Dans le sillage de Molière et Corneille, ses contemporains, Jean Racine écrit une œuvre théâtrale éblouissante. Orphelin d'une famille modeste, jeune auteur adulé par des femmes influentes, le voici rapidement promu parmi les intimes du roi Louis XIV dont il devient l'ami et le confident. Quel est le secret de cette fulgurante réussite littéraire et sociale ? Comment ce « provincial sans naissance » parvient-il à conquérir le Public et à s'insinuer au cœur de l'appareil politique du Grand Siècle, au plus près du Pouvoir central ? Qui était Jean Racine ?

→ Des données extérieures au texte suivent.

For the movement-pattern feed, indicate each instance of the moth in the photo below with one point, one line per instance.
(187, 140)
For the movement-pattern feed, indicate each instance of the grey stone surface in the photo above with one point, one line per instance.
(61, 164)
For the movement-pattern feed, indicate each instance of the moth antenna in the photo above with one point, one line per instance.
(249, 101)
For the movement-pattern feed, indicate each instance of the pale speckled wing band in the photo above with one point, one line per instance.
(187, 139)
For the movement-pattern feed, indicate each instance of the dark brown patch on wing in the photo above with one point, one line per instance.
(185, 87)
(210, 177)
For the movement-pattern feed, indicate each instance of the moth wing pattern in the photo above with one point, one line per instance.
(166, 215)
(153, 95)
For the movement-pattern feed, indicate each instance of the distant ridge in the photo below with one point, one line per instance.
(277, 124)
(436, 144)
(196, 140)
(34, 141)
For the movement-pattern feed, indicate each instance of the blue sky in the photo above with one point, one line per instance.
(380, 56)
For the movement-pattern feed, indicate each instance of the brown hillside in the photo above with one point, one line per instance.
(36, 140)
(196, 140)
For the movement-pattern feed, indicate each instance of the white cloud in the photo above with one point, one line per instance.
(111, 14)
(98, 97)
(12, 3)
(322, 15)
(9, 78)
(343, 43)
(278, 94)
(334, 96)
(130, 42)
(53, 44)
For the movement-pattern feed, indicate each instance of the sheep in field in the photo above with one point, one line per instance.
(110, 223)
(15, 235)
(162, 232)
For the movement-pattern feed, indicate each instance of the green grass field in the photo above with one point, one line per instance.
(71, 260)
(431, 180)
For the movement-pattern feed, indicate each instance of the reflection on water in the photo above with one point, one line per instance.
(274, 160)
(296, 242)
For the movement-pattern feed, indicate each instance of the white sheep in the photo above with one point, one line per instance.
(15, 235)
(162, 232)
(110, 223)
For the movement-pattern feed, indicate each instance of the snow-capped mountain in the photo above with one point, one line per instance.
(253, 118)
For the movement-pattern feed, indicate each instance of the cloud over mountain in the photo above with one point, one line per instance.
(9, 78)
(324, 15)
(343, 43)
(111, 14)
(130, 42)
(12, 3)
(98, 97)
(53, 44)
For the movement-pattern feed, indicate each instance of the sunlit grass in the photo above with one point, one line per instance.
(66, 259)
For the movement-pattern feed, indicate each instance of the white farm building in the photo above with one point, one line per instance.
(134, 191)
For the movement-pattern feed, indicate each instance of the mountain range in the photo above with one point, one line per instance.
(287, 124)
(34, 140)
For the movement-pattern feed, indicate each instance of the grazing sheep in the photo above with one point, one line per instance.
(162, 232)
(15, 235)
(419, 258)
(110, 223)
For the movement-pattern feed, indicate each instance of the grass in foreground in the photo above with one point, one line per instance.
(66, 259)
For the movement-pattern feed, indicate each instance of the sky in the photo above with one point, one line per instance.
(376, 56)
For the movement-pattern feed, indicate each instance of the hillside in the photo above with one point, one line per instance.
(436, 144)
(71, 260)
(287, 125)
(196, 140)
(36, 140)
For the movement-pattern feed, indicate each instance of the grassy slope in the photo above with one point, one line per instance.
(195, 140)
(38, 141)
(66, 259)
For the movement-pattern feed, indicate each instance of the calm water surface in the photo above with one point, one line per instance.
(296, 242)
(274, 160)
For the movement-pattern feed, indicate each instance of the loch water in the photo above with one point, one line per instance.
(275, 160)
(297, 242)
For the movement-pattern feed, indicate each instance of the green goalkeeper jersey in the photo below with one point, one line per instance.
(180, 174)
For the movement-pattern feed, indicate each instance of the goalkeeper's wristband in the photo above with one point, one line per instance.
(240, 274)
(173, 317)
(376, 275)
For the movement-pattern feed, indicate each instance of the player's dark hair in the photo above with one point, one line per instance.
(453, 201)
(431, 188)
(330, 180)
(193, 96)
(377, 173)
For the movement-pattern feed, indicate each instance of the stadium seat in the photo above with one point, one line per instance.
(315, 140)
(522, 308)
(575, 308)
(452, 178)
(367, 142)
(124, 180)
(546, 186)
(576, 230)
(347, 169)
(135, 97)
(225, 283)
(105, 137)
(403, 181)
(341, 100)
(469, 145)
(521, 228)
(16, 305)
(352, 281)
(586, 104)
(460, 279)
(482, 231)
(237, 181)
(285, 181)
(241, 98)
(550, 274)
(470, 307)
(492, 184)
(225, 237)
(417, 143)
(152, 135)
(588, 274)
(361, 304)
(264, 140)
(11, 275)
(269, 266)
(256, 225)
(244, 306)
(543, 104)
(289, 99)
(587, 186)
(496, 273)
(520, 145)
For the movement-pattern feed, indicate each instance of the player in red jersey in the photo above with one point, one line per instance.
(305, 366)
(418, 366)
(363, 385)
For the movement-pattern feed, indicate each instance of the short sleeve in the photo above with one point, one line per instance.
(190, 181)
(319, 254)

Les documents historiques abondent mais ne percent pas le secret de cet homme qui semble avoir gardé pour lui l'essentiel de sa méthode et son projet. Cependant, c'est en décryptant son théâtre, d'Iphigénie à Bérénice, de Britannicus à Phèdre, que transparaissent ses ambitions et les sources de son inspiration. Elles émergent au grand jour dans ses pièces Esther et Athalie : Racine, sans nul doute possible, est un kabbaliste hors pair.
Maîtrisant l'hébreu, sa connaissance des Textes est remarquable. Se référant au Pirké de Rabbi Eliezer, au Zohar araméen, au Sefer Yetsirah, il conçoit une nouvelle forme de représentation scénique : en rupture avec l'académisme, il invente un théâtre organique édifié sur le modèle des Séphiroth ! Sous couvert de l'érudition gréco-latine, citant à profusion Euripide, Homère et Aristote, il n'en sert pas moins au Public — à la Cour — un théâtre infusé aux critères initiatiques de la kabbale hébraïque !
Quel jeu joue-t-il ? Qui se profile sous le masque ?
Formé à Port-Royal, école soupçonnée de sédition, persécutée puis interdite, fut-il aux côtés de l'épouse du roi, Madame de Maintenon, l'agent secret d'une cause spirituelle « révolutionnaire », contre-inquisitoriale, infiltrée au cœur du Pouvoir? Que préparait-il ? Un coup d'Etat culturel dont le Théâtre serait le vecteur symbolique ? Tout le laisse à penser, tant Esther et Athalie, directement inspirées des épisodes bibliques correspondants, mettent en scène non seulement la salvation du peuple d'Israël, mais également un subtil commentaire imagé du rôle civilisateur du théâtre.